The paper tackles the problem of finding Nash Equilibria (NE) in general-sum linear-quadratic games by introducing relative entropy regularization, showing that NE correspond to linear Gaussian policies and proving linear convergence of a policy optimization algorithm to the NE under sufficient regularization, with a δ-augmentation technique achieving an ε-NE otherwise.
In this paper, we investigate the impact of introducing relative entropy regularization on the Nash Equilibria (NE) of General-Sum $N$-agent games, revealing the fact that the NE of such games conform to linear Gaussian policies.
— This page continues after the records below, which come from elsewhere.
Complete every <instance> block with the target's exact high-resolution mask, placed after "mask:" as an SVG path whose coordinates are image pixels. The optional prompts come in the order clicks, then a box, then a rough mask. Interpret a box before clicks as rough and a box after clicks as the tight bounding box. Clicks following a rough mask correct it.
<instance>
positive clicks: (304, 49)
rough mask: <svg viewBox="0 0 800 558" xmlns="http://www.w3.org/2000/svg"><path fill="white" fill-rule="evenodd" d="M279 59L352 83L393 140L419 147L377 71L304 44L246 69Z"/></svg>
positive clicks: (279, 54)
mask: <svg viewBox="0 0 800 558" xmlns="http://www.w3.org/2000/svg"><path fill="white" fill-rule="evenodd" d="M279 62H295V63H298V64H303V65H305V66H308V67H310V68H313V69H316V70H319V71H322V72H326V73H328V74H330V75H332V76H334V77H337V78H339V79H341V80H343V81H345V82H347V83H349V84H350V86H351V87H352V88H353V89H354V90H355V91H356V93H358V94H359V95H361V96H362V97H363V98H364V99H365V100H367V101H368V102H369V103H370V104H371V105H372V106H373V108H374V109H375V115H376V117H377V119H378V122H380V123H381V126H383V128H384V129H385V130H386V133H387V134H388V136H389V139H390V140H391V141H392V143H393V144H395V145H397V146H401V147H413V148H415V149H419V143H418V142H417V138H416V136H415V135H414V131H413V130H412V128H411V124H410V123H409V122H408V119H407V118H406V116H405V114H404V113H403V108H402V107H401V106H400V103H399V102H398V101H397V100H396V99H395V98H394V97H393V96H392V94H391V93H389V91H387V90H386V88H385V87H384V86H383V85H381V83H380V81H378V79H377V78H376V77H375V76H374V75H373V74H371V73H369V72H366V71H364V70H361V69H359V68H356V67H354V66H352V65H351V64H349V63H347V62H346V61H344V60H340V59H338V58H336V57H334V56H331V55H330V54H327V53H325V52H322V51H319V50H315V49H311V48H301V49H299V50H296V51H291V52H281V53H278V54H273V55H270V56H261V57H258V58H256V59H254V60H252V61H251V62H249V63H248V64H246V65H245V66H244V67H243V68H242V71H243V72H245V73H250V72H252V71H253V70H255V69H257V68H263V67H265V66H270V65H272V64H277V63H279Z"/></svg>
Moreover, it delineates sufficient conditions, contingent upon the adequacy of entropy regularization, for the uniqueness of the NE within the game. As Policy Optimization serves as a foundational approach for Reinforcement Learning (RL) techniques aimed at finding the NE, in this work we prove the linear convergence of a policy optimization algorithm which (subject to the adequacy of entropy regularization) is capable of provably attaining the NE. Furthermore, in scenarios where the entropy regularization proves insufficient, we present a $δ$-augmentation technique, which facilitates the achievement of an $ε$-NE within the game.